Vaguely dredging up something I’d read at the Country Music Hall of Fame in Nashville some years past, I rhetorically mused to no one in particular, “Didn’t Bob Wills die a long time ago?” It certainly didn’t matter to these folks; the entire AARP-eligible population of the surrounding fifty-mile radius must have been queuing up in front of the Coleman to get a dose of the King of Western Swing’s ongoing legacy. Also present were our new friends from Deutschland, snapping photos of the theater’s ornate design.

“We can go inside?” they asked us, having seen our exit. We disclosed that we’d barely gotten in and out with our lives and it was likely too late for them, unless they wanted to purchase a ticket and spend an evening rocking and rolling with the Greatest Generation.

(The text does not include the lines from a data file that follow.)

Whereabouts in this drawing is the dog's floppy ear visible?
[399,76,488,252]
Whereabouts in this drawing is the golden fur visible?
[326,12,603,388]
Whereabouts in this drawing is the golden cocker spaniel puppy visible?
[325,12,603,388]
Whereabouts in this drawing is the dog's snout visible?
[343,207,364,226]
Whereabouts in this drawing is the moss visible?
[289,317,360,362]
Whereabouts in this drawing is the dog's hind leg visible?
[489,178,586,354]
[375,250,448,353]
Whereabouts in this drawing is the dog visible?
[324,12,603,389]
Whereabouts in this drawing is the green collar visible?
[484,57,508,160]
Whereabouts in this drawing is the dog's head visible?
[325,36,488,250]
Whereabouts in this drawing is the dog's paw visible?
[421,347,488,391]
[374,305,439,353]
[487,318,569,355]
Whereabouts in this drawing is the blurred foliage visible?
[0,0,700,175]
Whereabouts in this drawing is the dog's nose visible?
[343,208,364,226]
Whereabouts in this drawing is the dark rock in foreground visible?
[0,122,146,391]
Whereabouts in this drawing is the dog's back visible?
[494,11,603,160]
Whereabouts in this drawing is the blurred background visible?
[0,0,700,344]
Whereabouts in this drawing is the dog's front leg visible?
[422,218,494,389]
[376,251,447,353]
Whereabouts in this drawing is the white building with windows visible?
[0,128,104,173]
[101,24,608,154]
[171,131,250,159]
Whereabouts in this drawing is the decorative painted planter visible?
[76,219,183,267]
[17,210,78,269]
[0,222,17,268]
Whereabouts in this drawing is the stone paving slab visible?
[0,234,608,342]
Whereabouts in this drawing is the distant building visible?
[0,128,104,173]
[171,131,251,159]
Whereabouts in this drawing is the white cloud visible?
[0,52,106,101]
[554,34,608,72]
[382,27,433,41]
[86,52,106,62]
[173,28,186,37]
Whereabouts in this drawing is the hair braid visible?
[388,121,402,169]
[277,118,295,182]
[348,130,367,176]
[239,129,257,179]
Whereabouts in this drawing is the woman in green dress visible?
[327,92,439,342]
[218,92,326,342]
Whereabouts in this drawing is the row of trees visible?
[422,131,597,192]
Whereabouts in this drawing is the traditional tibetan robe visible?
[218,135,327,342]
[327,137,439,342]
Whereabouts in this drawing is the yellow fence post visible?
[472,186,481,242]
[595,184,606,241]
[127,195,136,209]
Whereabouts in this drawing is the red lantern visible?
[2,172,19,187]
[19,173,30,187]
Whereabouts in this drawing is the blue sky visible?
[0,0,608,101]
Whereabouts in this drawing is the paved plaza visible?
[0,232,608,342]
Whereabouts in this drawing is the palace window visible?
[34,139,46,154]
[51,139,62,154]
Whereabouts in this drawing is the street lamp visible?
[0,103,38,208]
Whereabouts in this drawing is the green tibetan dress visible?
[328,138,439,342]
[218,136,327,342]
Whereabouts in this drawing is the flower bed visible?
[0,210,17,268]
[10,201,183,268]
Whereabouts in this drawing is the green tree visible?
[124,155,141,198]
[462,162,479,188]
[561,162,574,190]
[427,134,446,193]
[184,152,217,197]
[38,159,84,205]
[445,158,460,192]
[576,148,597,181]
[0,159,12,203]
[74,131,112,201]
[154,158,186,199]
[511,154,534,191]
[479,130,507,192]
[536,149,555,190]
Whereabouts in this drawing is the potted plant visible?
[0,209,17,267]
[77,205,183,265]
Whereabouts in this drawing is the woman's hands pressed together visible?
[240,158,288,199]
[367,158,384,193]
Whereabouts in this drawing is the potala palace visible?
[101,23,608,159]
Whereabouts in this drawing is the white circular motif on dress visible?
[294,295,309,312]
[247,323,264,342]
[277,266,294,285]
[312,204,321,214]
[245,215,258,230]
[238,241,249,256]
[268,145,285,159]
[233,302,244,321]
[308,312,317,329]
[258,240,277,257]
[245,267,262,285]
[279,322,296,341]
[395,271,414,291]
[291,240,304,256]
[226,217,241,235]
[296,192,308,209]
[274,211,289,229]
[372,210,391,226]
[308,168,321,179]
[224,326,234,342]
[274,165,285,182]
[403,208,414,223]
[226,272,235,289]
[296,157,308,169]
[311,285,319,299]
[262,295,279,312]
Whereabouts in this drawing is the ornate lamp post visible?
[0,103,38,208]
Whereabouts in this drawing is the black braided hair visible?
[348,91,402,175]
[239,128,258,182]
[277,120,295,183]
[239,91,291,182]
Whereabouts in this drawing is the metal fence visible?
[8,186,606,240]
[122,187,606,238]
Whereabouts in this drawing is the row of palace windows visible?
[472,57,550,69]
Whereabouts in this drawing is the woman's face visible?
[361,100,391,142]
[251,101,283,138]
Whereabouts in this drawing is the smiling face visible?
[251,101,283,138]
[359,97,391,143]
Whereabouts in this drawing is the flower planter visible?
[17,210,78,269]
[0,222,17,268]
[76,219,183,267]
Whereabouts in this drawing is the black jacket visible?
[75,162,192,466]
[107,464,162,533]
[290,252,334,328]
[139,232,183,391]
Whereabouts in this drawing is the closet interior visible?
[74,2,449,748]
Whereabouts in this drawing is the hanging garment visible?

“Honestly, it might be a fun time. It’s probably the most America you’ll get on your trip, which I’m sure is saying something,” I contributed. It was an intriguing idea, but they were due in Tulsa that night and didn’t like driving The Route after dark, for that defeated the purpose of their adventure. Conversing a bit more—Bea was thrilled to dust off her latent but serviceable German, having lived in Düsseldorf for several years as a kid—we learned that they’d started in Chicago and were planning to ride the entirety of the Mother Road to its terminus in Santa Monica, a two-week expedition, their excitement palpable. We then rattled off our itinerary, in which something was evidently lost in translation because it incurred them to ask, “You are getting married?” We practically raced each other to awkwardly rebut that notion with strained, high-pitched titters.

It was time to go our separate ways; even the lingering daylight that is afforded to those undertaking a long-haul sojourn in proximity to the estival solstice was beginning to taper. As it turned out, they’d parked their rented convertible (now that’s how to cruise Route 66 in style) directly in front of Bubble, so we trailed them for the final few blocks of Main Street. At a red light we bid safe travels out the window. They turned right, into the setting sun. We turned left, slipping back into Missouri thanks to the arbitrary disposition of imperialist boundary drawing: The border between what would be regarded as North and South in the western territories had been set at half a degree of latitude (approximately thirty-five miles) higher than the slavery/free division that had been determined as part of the Missouri Compromise of 1820, which itself was an extension of an imaginary line that had been plopped down dating back to 17th-century colonial charters.

Our drive was predominantly in silence as we briefly submitted to an expressway to squeeze what we could out of the sun’s waning beneficence. Perhaps the fatigue of what had developed into quite a distended day was starting to take its toll, though I surmised that Bea’s reticence might have also had a little bit to do with the Germans’ presumption of the quality of our relationship, exhuming intentionally suppressed thoughts and emotions and memories as if by the raging current of the Mississippi gushing over levees and sandbags.

We drifted south and east, the landscape transforming in front of our eyes. Hillocks, lacquered in velvety green, thrust up from the earth as open space shrank. The highway created its own contours in places, blasting through unwilling topography. We ditched the fast road once again. The new road wriggled and writhed, like the scrunched-up paper covering for a straw that’s been exposed to droplets of water in an attempt to entertain an impatient five-year-old at a restaurant. One-room churches and one-room schoolhouses, sometimes one and the same, would materialize and then get left behind in the gloaming. I could feel something seductive beneath the soil here. Without warning, a blue and white sign emerged out of the dusk, imploring us to BUCKLE UP FOR SAFETY but also, more importantly, inviting us into Arkansas.